Today is the National Day on Writing and I believe this blog post honors that celebration.
I love my job because I spend my days writing and hanging out with other writers (in person or virtually or both). What could be cooler than that? When I was a working writer I loved that too although in a different way. Writing is fun, challenging, and tormenting -- sometimes all at the same time. Words have the power to make people think, feel, and do things -- sometimes against their will. Being able to wield words with that power is exhilarating. However, since I have become a teacher of writing I have found a different sort of exhilaration -- helping someone else recognize and learn to wield that power. I happen to think I have the most important job there is because without literacy then all the rest of education is meaningless. There are many reasons I love my job but I think a quick look at a selection of the past week's events can illustrate that point for me.
My midterm grading backlog was formidable but I managed to get through it thanks to the inspiration I found in my students' reflections on the class to this point. Despite taking a general education required class (note: I think this is an important class but we all know many students don't agree), they are aware that they have learned some important lessons about communication, literacy, and writing and that awareness gave me a buzz every time I encountered it. One student writes: "I will be using what I have learned in my daily life". I should have kept track of all the great comments but didn't think of it until later and this reflection just happened to be the last one that I read.
I took a break from midterm grading to attend the 2010 Watson Conference at the University of Louisville and had a marvelous experience. I enjoyed the fortuitous serendipity of the session where I presented with Heather Blain and Timothy Johnson and we had the opportunity to talk about writing workshop, genre, and agency with our audience after presenting our papers. I loved that opportunity to have a conversation about the convergences of our topics and enjoyed doing so in the other sessions I attended as well. I also loved listening in to the conversation about larger issues during the keynote sessions. Not only to hear the key points brought up by the speaker by the chair and presenter but also the questions, comments, and thoughts of so many notables that have only been names on books and articles but now have faces and personalities too. Taking the step back from my daily teaching routine in order to gain the perspective necessary to see the larger issues of the field is necessary but I was so pleased to be able to do so at the Watson this year as it was an entirely different experience than attending the CCCC's and I really enjoyed it.

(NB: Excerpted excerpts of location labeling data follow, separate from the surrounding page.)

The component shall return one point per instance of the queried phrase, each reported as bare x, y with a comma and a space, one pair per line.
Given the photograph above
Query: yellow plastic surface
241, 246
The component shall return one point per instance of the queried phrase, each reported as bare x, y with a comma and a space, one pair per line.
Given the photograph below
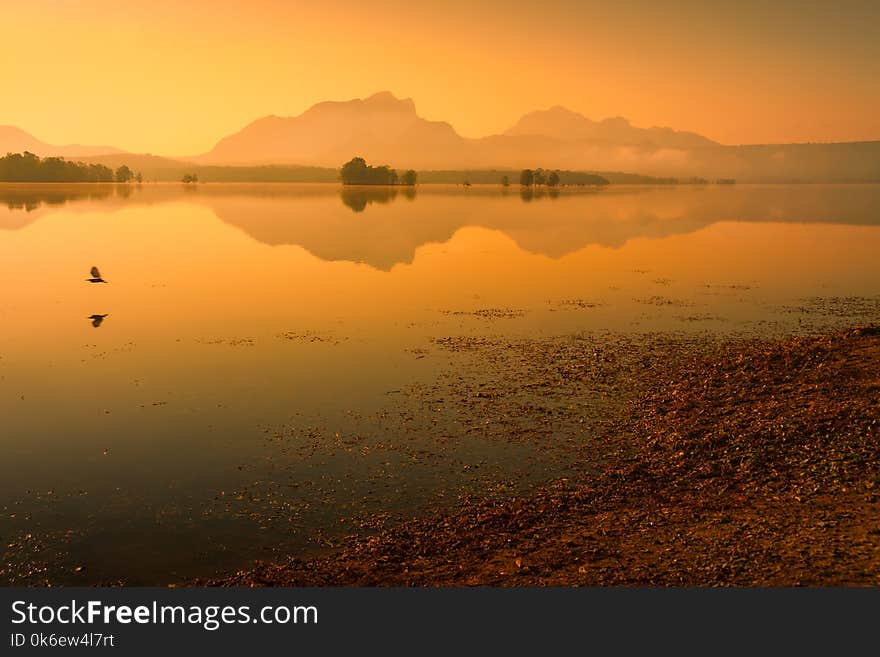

Once I had a chance to recover I was able to dive back into my current project -- my dissertation. I am in the throes of wrapping up my analysis and working through my conclusions and that is heady stuff indeed. I am learning a great deal about how a person becomes a writer. Learning how we can foster rhetorical agency and increase writing self-efficacy is important to me personally but also very important to the field. Not only is this important work, but I find it incredibly interesting.
I don't love everything about my job but I do love the major aspects of my life as an academic. I love helping my students become writers. I love talking with peers who love teaching too. I love investigating ways to help us do both those things even better.